Similarly, one might have asked:
Do you like indoor activities such as reading or watching television? Yes or No?
Do you like outdoor activities such as riding or hiking? Yes or No?
In both cases Yes is the preferred answer, and that is especially true for the second question. But because they both have preferred answers the amount of information collected is low. A better question would be:
Which do you prefer? Indoor activities such as reading or watching television, or outdoor activities, such as riding or hiking.
Another question concerns age. A lot of people lie about their age. A question which asks how old you are is likely to produce an answer between twenty and forty, with only limited honesty. A question which doesn’t get much information but is more reliable is simply this:
Would you rather be two years younger than you are, or two years older?

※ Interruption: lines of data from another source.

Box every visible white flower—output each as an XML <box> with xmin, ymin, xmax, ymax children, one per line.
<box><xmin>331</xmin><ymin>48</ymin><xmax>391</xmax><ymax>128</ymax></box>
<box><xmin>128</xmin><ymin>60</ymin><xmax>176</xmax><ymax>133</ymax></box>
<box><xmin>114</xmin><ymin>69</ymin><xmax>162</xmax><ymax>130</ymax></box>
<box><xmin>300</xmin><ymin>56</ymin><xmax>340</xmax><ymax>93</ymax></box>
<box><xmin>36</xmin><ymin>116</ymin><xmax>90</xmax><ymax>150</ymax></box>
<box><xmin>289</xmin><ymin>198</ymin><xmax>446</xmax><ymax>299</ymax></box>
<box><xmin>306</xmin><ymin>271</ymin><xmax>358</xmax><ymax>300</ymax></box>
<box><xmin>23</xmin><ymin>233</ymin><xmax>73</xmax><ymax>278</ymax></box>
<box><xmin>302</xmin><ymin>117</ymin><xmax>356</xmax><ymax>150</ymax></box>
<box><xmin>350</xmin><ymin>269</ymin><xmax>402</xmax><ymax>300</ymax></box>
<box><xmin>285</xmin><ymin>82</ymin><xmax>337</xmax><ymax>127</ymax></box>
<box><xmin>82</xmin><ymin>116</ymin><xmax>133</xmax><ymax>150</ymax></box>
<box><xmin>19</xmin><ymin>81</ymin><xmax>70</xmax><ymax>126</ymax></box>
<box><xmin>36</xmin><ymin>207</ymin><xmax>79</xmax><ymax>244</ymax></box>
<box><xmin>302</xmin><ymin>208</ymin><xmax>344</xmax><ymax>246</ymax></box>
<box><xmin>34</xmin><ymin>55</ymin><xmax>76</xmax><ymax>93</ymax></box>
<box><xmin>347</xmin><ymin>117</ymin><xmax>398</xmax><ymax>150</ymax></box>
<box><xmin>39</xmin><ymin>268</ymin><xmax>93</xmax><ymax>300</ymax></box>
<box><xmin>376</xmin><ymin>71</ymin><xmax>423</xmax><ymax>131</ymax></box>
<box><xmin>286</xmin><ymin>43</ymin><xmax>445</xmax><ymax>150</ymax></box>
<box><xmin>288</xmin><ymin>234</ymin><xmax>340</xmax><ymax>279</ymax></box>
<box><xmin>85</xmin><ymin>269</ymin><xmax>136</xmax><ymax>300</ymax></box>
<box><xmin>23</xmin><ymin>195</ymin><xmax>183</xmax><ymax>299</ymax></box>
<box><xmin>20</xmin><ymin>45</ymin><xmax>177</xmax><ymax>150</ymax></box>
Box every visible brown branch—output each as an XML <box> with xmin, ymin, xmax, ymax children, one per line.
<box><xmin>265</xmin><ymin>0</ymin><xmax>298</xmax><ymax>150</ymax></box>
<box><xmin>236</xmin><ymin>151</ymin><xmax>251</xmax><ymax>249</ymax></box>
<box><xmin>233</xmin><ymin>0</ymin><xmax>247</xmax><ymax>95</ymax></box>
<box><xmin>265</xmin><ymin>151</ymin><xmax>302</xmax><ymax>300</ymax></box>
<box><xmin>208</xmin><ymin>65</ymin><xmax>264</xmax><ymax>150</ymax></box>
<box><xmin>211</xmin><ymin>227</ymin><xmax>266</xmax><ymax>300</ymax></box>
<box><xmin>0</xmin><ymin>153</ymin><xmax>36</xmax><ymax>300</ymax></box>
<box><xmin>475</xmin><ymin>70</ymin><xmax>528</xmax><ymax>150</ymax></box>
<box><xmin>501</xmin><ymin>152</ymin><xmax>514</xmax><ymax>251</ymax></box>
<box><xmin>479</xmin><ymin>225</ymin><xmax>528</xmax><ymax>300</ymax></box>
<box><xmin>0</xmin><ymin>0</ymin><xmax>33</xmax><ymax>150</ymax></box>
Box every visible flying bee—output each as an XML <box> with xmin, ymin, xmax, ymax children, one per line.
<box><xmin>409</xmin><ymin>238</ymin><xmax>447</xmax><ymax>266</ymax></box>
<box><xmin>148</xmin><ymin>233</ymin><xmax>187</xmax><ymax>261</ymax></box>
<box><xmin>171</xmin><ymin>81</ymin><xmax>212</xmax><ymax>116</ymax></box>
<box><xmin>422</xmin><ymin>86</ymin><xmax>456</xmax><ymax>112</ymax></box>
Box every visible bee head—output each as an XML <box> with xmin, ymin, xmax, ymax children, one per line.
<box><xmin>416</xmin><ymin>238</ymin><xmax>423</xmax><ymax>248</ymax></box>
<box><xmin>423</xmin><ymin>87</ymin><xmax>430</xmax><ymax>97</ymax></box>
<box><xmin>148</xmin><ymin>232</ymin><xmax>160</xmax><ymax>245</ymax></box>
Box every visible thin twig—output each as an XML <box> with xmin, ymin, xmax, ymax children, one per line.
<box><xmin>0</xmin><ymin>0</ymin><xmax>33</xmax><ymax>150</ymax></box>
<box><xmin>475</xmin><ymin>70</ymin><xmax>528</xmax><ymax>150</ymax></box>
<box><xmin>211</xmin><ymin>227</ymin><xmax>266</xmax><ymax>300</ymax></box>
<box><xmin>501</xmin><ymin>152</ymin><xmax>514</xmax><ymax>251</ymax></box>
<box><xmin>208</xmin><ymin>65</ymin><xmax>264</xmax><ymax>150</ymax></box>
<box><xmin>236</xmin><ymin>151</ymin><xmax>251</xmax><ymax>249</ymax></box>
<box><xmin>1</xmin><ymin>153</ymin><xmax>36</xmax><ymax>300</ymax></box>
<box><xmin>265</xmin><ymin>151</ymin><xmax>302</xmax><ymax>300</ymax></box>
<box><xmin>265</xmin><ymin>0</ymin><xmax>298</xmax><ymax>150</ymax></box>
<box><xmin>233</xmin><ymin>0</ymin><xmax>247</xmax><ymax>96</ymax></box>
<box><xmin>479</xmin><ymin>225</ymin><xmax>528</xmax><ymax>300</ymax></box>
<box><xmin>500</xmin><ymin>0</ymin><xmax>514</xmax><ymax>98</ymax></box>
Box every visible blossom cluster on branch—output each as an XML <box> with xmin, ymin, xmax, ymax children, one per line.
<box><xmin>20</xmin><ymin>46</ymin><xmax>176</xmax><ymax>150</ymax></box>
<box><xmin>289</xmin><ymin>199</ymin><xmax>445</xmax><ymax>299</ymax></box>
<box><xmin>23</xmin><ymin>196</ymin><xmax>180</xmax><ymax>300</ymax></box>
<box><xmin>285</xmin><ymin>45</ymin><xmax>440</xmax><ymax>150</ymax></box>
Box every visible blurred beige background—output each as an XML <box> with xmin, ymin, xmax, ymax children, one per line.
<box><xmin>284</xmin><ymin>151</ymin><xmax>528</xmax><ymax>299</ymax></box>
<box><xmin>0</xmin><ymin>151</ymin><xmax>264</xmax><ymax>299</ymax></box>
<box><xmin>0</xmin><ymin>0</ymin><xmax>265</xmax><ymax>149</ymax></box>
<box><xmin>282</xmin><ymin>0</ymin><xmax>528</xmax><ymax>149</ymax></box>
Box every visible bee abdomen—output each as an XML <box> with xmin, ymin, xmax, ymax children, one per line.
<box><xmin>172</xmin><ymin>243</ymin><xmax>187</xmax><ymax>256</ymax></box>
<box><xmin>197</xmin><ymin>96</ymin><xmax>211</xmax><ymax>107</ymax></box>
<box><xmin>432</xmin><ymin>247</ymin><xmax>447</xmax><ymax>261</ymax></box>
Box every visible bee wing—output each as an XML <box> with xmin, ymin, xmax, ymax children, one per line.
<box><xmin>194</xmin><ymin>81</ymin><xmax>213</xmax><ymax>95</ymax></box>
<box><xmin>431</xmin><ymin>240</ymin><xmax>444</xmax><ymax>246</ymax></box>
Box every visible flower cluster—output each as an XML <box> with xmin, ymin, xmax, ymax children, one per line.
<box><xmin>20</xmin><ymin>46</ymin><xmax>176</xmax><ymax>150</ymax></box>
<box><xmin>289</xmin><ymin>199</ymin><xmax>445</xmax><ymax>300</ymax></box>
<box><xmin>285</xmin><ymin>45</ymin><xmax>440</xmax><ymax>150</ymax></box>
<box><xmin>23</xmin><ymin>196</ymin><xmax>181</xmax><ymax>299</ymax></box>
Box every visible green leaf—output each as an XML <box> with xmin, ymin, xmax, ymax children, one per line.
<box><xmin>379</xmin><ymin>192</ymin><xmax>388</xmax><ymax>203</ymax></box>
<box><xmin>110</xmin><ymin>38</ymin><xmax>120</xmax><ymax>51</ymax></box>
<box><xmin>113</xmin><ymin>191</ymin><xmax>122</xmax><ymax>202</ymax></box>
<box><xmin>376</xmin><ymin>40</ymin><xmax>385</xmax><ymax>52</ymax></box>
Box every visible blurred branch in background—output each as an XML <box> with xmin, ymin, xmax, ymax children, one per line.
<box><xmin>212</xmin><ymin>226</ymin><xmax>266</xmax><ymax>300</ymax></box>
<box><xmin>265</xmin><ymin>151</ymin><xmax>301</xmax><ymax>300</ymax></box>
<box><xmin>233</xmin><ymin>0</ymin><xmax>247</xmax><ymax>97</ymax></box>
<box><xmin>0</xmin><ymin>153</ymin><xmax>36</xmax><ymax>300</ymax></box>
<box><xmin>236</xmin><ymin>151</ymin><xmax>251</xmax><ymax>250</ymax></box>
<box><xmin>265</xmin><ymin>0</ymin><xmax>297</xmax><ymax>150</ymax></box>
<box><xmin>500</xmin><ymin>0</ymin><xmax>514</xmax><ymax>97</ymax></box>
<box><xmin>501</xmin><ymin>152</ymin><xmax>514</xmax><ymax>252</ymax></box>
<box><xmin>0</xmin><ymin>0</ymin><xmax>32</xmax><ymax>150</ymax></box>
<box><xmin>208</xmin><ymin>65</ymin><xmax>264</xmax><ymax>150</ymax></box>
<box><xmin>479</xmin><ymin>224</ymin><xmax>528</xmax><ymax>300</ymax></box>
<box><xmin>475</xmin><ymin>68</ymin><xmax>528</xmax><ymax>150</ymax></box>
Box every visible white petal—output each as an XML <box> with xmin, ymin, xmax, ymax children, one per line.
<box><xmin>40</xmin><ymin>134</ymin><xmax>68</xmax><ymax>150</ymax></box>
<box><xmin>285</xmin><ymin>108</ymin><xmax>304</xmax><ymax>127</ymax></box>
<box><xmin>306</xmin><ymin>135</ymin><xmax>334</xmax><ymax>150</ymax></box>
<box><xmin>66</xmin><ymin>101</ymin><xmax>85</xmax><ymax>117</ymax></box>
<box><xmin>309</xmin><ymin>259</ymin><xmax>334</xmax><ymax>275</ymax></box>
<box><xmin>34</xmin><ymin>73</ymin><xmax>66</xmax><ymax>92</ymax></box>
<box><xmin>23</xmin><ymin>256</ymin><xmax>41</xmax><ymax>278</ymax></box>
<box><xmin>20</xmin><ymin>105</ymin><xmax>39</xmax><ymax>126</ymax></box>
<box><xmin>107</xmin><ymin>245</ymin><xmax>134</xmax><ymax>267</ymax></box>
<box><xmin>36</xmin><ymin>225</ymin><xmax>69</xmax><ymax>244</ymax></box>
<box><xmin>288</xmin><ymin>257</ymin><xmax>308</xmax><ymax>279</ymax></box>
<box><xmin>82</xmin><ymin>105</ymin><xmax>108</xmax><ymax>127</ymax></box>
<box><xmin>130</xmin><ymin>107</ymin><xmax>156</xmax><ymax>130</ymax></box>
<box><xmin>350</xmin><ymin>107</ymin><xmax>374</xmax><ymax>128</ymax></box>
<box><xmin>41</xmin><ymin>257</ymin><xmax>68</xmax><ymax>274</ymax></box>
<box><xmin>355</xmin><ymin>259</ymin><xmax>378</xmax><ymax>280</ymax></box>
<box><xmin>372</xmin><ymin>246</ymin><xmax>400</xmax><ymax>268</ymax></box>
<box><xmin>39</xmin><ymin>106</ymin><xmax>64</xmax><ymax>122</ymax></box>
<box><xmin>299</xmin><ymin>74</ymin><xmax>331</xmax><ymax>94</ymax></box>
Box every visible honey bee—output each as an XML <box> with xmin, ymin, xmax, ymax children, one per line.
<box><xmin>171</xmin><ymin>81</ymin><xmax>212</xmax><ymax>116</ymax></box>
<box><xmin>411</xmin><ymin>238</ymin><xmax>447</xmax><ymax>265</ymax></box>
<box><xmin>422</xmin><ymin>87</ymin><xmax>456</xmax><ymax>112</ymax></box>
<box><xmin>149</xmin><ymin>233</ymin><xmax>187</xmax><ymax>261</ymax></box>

For a few people that would be a tough question, but most have an answer. People less than 22 would probably prefer to be two years older. People older than 26 would probably prefer to be two years younger. The answer doesn’t tell us much, but would be much more likely to receive and honest answer than any which was more specific.
Other questions which might tell us something about age, without being too loaded are:
Do you have any children?
Do you plan on having a child or another child at any time in the future?
Do people your exact age seem too old for you, or two young for you?
Which would be more important for you in a spouse? Financial stability now, or the potential for future wealth?
None of these questions are conclusive, but they have advantages. They all give us other information, besides that of age, and they are all more of less neutral, without an obvious preferred response.
The key is to ask a lot of questions which contain a tiny hint about a person’s age, rather than a single question which is likely to answered with a lie.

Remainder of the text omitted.